Biraz daha açarsam konu daha netleşecek. Hükümet % 47 oy ile ve tek başına iktidar olmasına rağmen yönetememektedir. İktidar ile devletin diğer kurumları çatışma halindedir. Ayrıca parlamento ülke yönetiminde etkin değil. Parlamento kendi hakkı olan değiştirici ve yenileyici misyonu kullanmamaktadır. Kendisine ait bir anayasa yapmamaktadır. Sivil ve çağdaş bir demokrasi peşinde değildir. Bir biriyle çatışıp parlamentonun etkin ve saygın olma özelliğini yitirmiştir. Çağdaş demokrasi ölçüsü olan ‘’parlamentonun yüceliği’’ bizde işlememektedir.

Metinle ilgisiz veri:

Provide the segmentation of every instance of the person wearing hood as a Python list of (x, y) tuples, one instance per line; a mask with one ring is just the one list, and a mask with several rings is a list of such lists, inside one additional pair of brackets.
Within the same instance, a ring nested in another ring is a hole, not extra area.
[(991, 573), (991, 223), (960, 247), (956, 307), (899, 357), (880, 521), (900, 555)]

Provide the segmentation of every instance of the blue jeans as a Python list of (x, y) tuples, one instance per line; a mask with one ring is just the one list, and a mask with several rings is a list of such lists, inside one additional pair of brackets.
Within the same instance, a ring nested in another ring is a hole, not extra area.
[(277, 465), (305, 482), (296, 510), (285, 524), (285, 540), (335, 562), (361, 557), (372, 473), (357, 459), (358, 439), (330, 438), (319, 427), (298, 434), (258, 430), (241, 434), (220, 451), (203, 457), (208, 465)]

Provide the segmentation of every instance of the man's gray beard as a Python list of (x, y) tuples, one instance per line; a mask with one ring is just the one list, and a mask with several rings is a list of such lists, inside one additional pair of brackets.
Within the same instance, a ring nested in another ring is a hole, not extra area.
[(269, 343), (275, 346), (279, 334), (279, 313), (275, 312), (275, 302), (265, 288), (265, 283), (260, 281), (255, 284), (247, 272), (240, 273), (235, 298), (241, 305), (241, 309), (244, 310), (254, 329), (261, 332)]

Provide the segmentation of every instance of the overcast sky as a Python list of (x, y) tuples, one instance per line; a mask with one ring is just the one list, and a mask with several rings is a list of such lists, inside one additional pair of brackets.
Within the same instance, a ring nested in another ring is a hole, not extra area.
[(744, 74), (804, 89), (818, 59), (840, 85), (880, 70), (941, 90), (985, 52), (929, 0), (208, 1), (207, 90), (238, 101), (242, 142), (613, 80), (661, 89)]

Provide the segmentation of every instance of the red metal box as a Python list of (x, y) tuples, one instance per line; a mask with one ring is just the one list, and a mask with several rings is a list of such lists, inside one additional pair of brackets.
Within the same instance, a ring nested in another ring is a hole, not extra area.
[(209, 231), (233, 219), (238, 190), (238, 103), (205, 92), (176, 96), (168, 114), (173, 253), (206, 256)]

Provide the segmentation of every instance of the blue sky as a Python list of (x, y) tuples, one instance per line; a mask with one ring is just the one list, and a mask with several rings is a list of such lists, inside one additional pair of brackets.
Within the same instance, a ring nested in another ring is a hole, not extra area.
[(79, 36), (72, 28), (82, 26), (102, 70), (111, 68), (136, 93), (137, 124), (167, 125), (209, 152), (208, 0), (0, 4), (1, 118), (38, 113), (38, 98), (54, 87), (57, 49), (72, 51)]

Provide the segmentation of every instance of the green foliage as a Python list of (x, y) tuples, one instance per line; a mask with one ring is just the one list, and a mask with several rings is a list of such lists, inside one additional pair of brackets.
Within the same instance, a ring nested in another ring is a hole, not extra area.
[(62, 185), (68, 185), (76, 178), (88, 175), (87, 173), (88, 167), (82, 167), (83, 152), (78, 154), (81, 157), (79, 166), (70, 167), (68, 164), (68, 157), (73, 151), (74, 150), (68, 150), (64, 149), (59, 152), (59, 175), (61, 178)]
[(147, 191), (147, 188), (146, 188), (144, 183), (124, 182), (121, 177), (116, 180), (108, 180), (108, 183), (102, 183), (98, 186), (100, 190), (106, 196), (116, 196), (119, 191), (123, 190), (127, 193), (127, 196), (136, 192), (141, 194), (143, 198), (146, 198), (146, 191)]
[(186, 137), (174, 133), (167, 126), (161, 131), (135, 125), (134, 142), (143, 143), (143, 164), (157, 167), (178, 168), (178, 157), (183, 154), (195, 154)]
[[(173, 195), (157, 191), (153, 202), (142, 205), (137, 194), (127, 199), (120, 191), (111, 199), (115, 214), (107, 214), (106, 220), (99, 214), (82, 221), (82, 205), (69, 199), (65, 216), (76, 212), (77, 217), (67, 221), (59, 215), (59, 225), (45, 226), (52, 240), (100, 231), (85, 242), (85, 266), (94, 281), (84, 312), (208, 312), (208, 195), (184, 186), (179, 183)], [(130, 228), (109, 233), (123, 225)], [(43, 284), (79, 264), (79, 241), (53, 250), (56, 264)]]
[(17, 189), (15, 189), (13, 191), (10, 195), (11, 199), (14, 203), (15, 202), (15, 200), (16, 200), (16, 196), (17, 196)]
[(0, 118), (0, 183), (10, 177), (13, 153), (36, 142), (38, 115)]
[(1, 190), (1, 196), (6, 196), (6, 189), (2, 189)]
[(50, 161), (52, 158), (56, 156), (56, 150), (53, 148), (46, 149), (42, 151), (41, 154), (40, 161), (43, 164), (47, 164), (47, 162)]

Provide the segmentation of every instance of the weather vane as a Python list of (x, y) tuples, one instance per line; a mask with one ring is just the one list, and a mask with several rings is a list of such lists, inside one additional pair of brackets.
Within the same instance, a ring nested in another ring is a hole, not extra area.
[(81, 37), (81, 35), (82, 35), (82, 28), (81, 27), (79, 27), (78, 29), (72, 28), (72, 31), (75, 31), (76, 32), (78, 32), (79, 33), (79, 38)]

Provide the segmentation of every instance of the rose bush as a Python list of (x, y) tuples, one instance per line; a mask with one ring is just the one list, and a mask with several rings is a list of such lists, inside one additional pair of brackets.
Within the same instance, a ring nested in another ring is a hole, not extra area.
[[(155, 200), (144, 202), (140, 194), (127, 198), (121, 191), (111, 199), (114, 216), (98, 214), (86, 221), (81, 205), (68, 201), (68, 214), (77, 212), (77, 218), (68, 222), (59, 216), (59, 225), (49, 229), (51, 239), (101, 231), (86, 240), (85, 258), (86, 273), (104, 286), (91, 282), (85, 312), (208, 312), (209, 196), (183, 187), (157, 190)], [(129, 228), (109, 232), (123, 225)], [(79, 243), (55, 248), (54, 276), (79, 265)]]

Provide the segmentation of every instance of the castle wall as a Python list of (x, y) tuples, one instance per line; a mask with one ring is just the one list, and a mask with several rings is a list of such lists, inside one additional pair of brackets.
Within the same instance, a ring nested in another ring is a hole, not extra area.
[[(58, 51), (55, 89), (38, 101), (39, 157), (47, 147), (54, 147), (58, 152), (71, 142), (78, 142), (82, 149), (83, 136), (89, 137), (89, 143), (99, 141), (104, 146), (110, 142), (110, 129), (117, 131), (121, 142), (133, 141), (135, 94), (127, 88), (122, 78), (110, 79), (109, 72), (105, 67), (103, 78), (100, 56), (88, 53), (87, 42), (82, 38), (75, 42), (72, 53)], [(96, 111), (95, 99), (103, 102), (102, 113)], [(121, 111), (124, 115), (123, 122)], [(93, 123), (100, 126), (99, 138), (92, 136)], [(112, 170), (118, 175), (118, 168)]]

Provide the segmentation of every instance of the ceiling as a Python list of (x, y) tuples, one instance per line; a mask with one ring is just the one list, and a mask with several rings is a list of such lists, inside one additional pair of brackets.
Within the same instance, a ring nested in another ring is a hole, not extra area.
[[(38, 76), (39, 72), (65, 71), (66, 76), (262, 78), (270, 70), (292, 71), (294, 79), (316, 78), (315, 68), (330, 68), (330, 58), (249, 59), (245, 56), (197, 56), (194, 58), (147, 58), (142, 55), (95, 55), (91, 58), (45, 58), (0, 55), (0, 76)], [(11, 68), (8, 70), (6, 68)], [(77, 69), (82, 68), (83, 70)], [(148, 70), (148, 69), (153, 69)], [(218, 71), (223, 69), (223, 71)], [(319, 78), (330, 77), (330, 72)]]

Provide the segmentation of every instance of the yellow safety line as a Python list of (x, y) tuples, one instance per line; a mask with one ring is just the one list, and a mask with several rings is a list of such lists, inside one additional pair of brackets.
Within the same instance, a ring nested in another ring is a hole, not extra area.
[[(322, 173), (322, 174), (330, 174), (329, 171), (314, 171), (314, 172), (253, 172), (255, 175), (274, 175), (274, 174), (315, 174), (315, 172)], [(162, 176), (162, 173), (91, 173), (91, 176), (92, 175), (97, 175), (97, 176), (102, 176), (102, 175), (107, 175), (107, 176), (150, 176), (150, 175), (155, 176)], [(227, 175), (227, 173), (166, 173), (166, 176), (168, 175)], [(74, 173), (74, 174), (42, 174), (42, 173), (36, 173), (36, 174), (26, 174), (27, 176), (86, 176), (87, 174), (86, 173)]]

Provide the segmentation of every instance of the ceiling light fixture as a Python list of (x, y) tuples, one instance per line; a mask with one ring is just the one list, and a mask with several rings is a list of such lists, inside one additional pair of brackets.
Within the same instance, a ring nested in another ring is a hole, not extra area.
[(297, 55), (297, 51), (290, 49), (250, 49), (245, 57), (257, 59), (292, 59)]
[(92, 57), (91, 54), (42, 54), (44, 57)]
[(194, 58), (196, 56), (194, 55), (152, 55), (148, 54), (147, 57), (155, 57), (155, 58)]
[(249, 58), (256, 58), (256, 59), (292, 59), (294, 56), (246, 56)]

Yine bu arada resmi rakamlara göre işsizlik % 14’ü buldu. Reel durum bunun çok üstünde. Açlık sınırında yaşayan nüfusumuz hayli yüksek. Tarım batmış durumda. İthalatımızda tüketime dayalı nitelik artmıştır. Kan ve gözyaşı tekrar egemen olmuştur. Toplum kamplaştı ve bomba haline geldi.Gerilim had safhada. Bursa ve Hatay olayları bir depremin öncü işaretleridir.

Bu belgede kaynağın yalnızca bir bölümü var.